Democracy and human rights is one of Sida's priority areas. Per Nordlund, Sida's Lead Policy Specialist for democracy and human rights, talks about how Sida works to counter the backlashes that the world has seen over the past decade.

our fields of work

Democracy, human rights and freedom of expression

Updated: 15 December 2014

Poverty is not just about lack of food, water or a roof over your head. Being poor also implies suffering from lack of power and choice. Democracy, human rights and gender equality are therefore overall targets for all of Sweden’s development assistance efforts.

Fair treatment, freedom from discrimination on the basis of gender, sexual preference, age, disability or ethnic background and the ability to affect your own life as well as the society in which you live are basic human and democratic rights that are immensely important in combating poverty.

These rights are by far not fulfilled for millions of people. The overall target for Sweden’s development cooperation is to contribute to improved living conditions for people living under oppression and in poverty. Democracy and human rights including freedom of speech are therefore areas where Sweden is investing most.

All our democracy and human rights work has its origins in the Universal Declaration of Human Rights that the UN member states signed more than 60 years ago, and which has later been supplemented with several important conventions. The starting point is that human rights are universal, indivisible and interdependent.

Providing support in these areas is met with some controversy, mainly due to the fact that it involves sharing power in the society, so that women and men living in poverty have a greater say. Sida is therefore working with these issues in many different ways and together with several stakeholders – governments in partner countries, international organisations such as the UN and the World Bank and with popular movements and other civil organisations in Sweden and the partner countries.

Defenders of human rights often live dangerously because they criticise government policies and actions. They are the victims of death threats, kidnappings and arbitrary detentions – and physical attacks including sexual violence, torture and murder. Their public and private lives are heavily controlled and monitored. Actively supporting the struggle against violence and oppression is an important part of Sida's work for democracy and respect of human rights.

Mainstreaming the rights’ perspective

The rights’ perspective and poor people’s view of their situation should pervade all development assistance efforts. This is about making people more aware of their rights and about creating better conditions for states to live up to their commitments towards their citizens.

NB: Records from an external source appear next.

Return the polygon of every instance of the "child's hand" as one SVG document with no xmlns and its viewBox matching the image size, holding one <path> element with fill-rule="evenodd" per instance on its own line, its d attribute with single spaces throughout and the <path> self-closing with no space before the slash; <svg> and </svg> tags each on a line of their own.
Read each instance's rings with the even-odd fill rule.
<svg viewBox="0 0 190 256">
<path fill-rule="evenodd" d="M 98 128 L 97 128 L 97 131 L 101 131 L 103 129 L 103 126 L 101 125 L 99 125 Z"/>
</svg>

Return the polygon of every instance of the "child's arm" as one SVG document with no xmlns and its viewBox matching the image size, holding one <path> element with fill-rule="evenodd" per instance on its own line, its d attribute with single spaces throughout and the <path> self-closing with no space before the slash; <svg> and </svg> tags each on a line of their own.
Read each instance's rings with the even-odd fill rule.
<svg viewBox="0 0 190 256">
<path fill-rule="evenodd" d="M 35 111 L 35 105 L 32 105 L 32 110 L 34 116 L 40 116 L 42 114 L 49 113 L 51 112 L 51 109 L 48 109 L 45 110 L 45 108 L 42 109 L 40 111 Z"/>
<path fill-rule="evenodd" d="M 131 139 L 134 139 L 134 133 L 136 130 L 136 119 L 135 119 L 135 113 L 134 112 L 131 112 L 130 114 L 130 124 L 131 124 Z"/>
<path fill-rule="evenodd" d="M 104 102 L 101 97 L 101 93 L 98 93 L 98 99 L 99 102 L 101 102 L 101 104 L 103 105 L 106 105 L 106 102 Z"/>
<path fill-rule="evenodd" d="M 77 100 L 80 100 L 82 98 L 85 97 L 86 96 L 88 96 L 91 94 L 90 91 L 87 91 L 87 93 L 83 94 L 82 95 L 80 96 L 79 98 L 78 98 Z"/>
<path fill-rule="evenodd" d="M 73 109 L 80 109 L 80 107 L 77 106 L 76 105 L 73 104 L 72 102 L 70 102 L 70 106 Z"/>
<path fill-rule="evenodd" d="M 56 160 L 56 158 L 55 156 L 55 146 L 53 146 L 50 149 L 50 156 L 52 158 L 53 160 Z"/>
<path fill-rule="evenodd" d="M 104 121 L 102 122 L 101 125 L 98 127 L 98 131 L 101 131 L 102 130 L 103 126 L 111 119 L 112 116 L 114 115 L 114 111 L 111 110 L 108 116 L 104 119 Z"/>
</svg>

Sweden’s support for democracy and human rights

  • Democracy, human rights and public administration constitute the largest areas of our development assistance.
  • In 2013, more than SEK 5,4 billion went to direct efforts for democracy, human rights and public administration, which make up 29 per cent of Sida’s total development cooperation.
  • Since 2009, Sida has a special grant for democracy and freedom of speech targeting non-democratic countries, and with special focus on organisations and groups working for democracy and freedom of speech.
  • The grant is governed by the Swedish Results Strategy for specific interventions on human rights and democratisation 2014-2017.